Emails API
This contains utilities, blockers, and comparers relevant to email addresses
mismo.lib.email.clean_email(email: ir.StringValue, *, normalize: bool = False) -> ir.StringValue
Clean an email address.
- convert to lowercase
- extract anything that matches r".(\S+@\S+)."
If normalize
is True, an additional step of removing "." and "_" is performed.
This makes it possible to compare two addresses and be more immune to noise.
For example, in many email systems such as gmail, "." are ignored.
mismo.lib.email.ParsedEmail
A simple data class holding an email address that has been split into parts.
mismo.lib.email.ParsedEmail.domain: ir.StringValue = full.split('@')[1].nullif('')
instance-attribute
The domain part of the email address, eg 'gmail.com'.
mismo.lib.email.ParsedEmail.full: ir.StringValue = full
instance-attribute
The full email address, eg 'bob.smith@gmail.com'.
mismo.lib.email.ParsedEmail.user: ir.StringValue = full.split('@')[0].nullif('')
instance-attribute
The user part of the email address, eg 'bob.smith' of 'bob.smith@gmail.com'
mismo.lib.email.ParsedEmail.__init__(full: ir.StringValue)
Parse an email address from the full string.
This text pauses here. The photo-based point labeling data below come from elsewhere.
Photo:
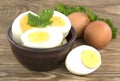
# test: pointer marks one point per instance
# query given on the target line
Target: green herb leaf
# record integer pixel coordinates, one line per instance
(68, 10)
(92, 16)
(42, 19)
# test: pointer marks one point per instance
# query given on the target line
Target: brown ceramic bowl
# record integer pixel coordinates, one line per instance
(41, 59)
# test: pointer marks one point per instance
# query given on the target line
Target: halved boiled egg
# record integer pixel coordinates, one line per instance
(61, 22)
(42, 38)
(83, 60)
(20, 25)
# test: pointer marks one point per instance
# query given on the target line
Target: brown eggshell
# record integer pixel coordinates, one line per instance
(79, 21)
(98, 34)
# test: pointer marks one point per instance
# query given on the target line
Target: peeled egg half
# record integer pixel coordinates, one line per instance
(83, 60)
(20, 25)
(61, 22)
(42, 38)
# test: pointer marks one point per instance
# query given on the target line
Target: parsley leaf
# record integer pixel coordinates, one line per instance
(42, 19)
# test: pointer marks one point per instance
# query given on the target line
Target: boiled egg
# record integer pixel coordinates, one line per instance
(20, 25)
(83, 60)
(42, 38)
(61, 22)
(98, 34)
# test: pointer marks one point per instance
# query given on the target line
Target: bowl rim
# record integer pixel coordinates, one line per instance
(10, 39)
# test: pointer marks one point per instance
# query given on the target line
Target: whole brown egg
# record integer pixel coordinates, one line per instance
(97, 34)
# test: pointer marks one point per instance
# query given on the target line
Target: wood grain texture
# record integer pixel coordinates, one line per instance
(12, 70)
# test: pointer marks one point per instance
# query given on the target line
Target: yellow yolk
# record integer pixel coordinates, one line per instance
(24, 23)
(57, 21)
(38, 37)
(90, 58)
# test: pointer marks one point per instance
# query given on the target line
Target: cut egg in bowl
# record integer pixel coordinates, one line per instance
(83, 60)
(42, 38)
(61, 23)
(20, 25)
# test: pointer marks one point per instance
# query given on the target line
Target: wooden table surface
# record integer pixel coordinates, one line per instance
(12, 70)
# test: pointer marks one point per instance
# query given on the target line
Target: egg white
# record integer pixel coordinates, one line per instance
(65, 30)
(73, 61)
(56, 38)
(16, 29)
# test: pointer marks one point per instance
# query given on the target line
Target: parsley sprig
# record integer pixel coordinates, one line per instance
(42, 19)
(92, 16)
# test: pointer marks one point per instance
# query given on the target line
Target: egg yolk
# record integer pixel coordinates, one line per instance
(90, 58)
(38, 37)
(24, 24)
(57, 21)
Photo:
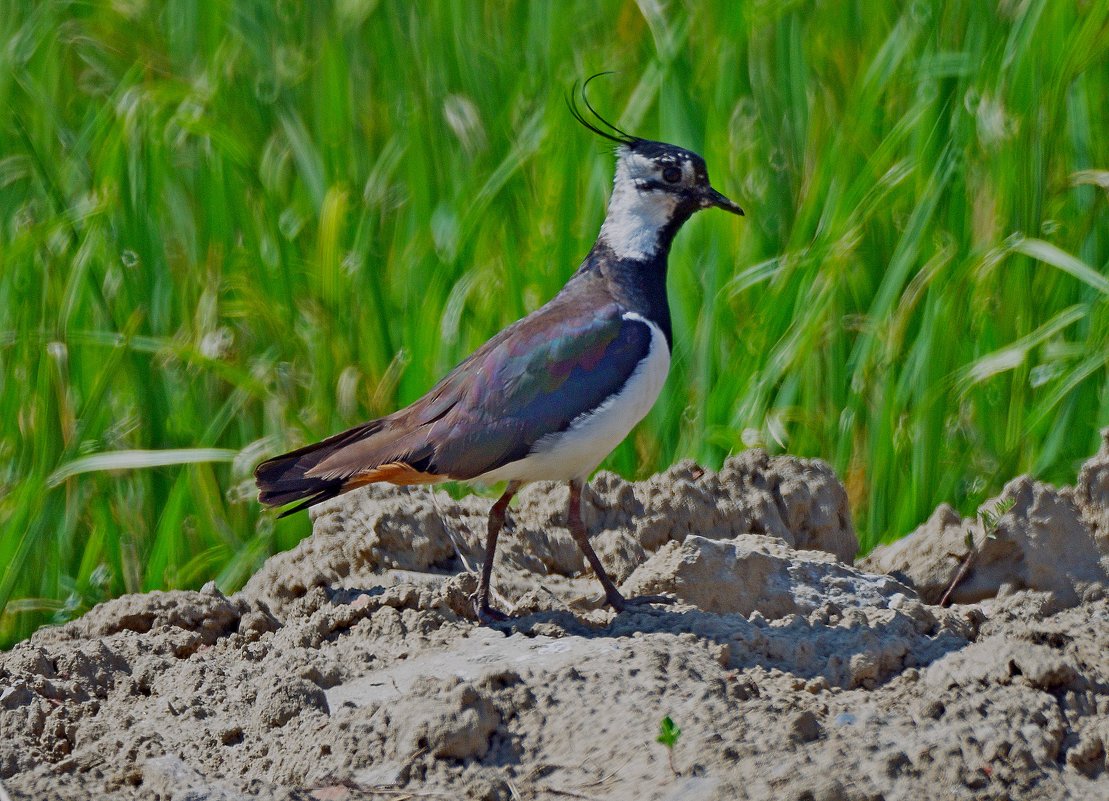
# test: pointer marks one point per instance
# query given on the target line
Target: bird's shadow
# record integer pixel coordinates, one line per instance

Does no cleaning or normalization. If you want that, use clean_email
first.
PARAMETER | DESCRIPTION |
---|---|
full |
The full email address.
TYPE:
|
mismo.lib.email.ParsedEmail.as_struct() -> ir.StructValue
Convert to an ibis struct.
RETURNS | DESCRIPTION |
---|---|
An ibis struct<full:string, user:string, domain: domain>
|
|
mismo.lib.email.match_level(e1: ir.StructValue | ir.StringValue, e2: ir.StructValue | ir.StringValue, *, native_representation: Literal['integer', 'string'] = 'integer') -> EmailMatchLevel
Match level of two email addresses.
PARAMETER | DESCRIPTION |
---|---|
e1 |
The first email address. If a string, it will be parsed and normalized.
TYPE:
|
e2 |
The second email address. If a string, it will be parsed and normalized.
TYPE:
|
RETURNS | DESCRIPTION |
---|---|
level
|
The match level.
TYPE:
|
mismo.lib.email.EmailMatchLevel
Bases: MatchLevel
How closely two email addresses of the form <user>@<domain>
match.
Case is ignored, and dots and underscores are removed.
mismo.lib.email.EmailMatchLevel.ELSE = 4
class-attribute
instance-attribute
None of the above.
mismo.lib.email.EmailMatchLevel.FULL_EXACT = 0
class-attribute
instance-attribute
The full email addresses are exactly the same.
mismo.lib.email.EmailMatchLevel.FULL_NEAR = 1
class-attribute
instance-attribute
The full email addresses have a small edit distance.
mismo.lib.email.EmailMatchLevel.USER_EXACT = 2
class-attribute
instance-attribute
The user part of the email addresses are exactly the same.
mismo.lib.email.EmailMatchLevel.USER_NEAR = 3
class-attribute
instance-attribute
The user part of the email addresses have a small edit distance.
mismo.lib.email.EmailsDimension
A dimension of email addresses.
This is useful if each record contains a collection of email addresses. Two records are probably the same if they have a lot of email addresses in common.
mismo.lib.email.EmailsDimension.__init__(column: str, *, column_parsed: str = '{column}_parsed', column_compared: str = '{column}_compared')
Initialize the dimension.
PARAMETER | DESCRIPTION |
---|---|
column |
The name of the column that holds a array
TYPE:
|
column_parsed |
The name of the column that will be filled with the parsed email addresses.
TYPE:
|
column_compared |
The name of the column that will be filled with the comparison results.
TYPE:
|
mismo.lib.email.EmailsDimension.compare(t: ir.Table) -> ir.Table
Add a column with the best match between all pairs of email addresses.
mismo.lib.email.EmailsDimension.prepare(t: ir.Table) -> ir.Table
Add a column with the parsed and normalized email addresses.